Watching her as she struggled with painful slowness to rise from her divan, clinging to the arm of Lavinia, who had come at once to help her, he experienced a sudden wild desire to snatch her up in his arms and carry her away from this palace whose Oriental splendors were as shocking to his austere taste as to his native puritanism. He even made a move toward her but she halted him with a look.
"No," she said fiercely. "What you feel now is pity. And I do not want your pity."
"Don't be a fool! Pity? What gave you that idea? I swear to you—"
"Oh, no! Do not swear! When you came in just now I was ready to forget all that passed on board your ship. I believe I had forgotten—but you reminded me! I won't listen to any more. You shall listen, instead, to Jolival! Afterwards, as I said, you will be free to decide."
"To decide what?"
"If you want us to remain—friends. When you know the facts, you will know whether you can still hold me in any esteem. Your feelings are a matter for your own heart."
"Stay," Jason begged her. "I know my own mind."
"You are fortunate. I cannot say the same for myself. I was happy a moment ago, but now I do not know… And so I would rather go."
"Let her go," Jolival said. "She is tired and ill. She needs rest. What she does not need is the ordeal which the telling of this tale would be for her. There are things it does no good to recall. And I shall feel freer to say what is in my mind. Donna Lavinia," he added in a much warmer tone, "would you add to all your kindness by asking them to send us in some coffee? A great deal of coffee.
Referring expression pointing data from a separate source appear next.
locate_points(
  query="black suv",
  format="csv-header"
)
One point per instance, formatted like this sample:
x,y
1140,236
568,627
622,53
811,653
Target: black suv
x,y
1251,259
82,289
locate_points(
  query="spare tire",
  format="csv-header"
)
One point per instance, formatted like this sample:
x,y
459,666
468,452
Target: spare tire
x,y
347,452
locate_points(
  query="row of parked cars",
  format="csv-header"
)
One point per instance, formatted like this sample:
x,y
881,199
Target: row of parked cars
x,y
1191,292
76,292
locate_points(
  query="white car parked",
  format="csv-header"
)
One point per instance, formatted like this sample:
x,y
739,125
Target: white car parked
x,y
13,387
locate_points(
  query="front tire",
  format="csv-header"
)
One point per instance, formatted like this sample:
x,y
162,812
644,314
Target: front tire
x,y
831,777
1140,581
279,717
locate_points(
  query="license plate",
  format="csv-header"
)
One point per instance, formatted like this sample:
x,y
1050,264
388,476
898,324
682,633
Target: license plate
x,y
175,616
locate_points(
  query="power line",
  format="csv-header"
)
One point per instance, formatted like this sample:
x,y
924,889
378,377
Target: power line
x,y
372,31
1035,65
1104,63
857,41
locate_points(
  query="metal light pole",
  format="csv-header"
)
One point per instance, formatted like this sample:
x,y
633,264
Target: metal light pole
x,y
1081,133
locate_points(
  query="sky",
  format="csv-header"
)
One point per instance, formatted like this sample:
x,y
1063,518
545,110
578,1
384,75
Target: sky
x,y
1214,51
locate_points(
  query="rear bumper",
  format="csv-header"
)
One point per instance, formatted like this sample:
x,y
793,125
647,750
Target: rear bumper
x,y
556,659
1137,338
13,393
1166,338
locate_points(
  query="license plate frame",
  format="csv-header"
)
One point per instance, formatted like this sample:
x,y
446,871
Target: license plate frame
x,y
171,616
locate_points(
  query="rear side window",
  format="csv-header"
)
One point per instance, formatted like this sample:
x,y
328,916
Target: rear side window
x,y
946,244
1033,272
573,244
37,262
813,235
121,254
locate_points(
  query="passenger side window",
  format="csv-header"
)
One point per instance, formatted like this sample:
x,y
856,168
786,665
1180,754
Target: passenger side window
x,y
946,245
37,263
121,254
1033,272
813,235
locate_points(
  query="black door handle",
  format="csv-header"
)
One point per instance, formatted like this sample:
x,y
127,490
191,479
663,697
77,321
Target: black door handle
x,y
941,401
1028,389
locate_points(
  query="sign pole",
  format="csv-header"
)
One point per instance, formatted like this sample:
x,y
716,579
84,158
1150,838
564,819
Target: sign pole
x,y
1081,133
I think we shall both be needing it."
"You shall have all the coffee yo
u want, Monsieur le Vicomte, and something more substantial to go with it. I daresay this gentleman could do with something to eat."
Jason had opened his mouth as though to refuse when Marianne forestalled him.
"You may accept the bread and salt of this house, for it belongs to the friend who has watched over you—and me also—for these past months. There is one thing more I wish to say before I go. Whatever you may have been thinking, you shall have your ship again. Jolival will give you her papers."
"How's this? You told me she belonged to you. Yet she is flying a strange flag."
"The colors are those of Turhan Bey," Marianne responded wearily. "He is the owner of this house. But they are only there to keep the Witch out of the English ambassador's hands. As Jolival has told you already, my kinswoman, the sultana, purchased her as a gift for me but I have never thought of her as anything but a trust."
With a strength surprising in her wasted body, she dragged Donna Lavinia from the room, striving to hold back her tears.
It cost her something to tear herself away from the man she had so longed to see, but it was more than she could bear to listen to Jolival recounting in detail those abominable nights in the Palazzo Soranzo and all that had followed. For although she had been simply a victim throughout, yet there were things it still shamed her bitterly to recall. And she was determined not to be put to the blush in front of the man she loved. Too often in the past he had been inclined to cast her in the undeserved role of the guilty party.
The American's nature was at the same time simple and highly complex. His love for Marianne was probably as great as ever and this was the one comfort she had been able to extract from the few brief moments they had been together. On the other hand, Jason was the product of an almost puritanically Protestant upbringing whose rigid moral principles did not, however, prevent him, in spite of a naturally generous and even chivalrous nature, from being an unquestioning supporter of slavery, which in his eyes was the natural condition of the blacks, a thing with which Marianne could by no means agree.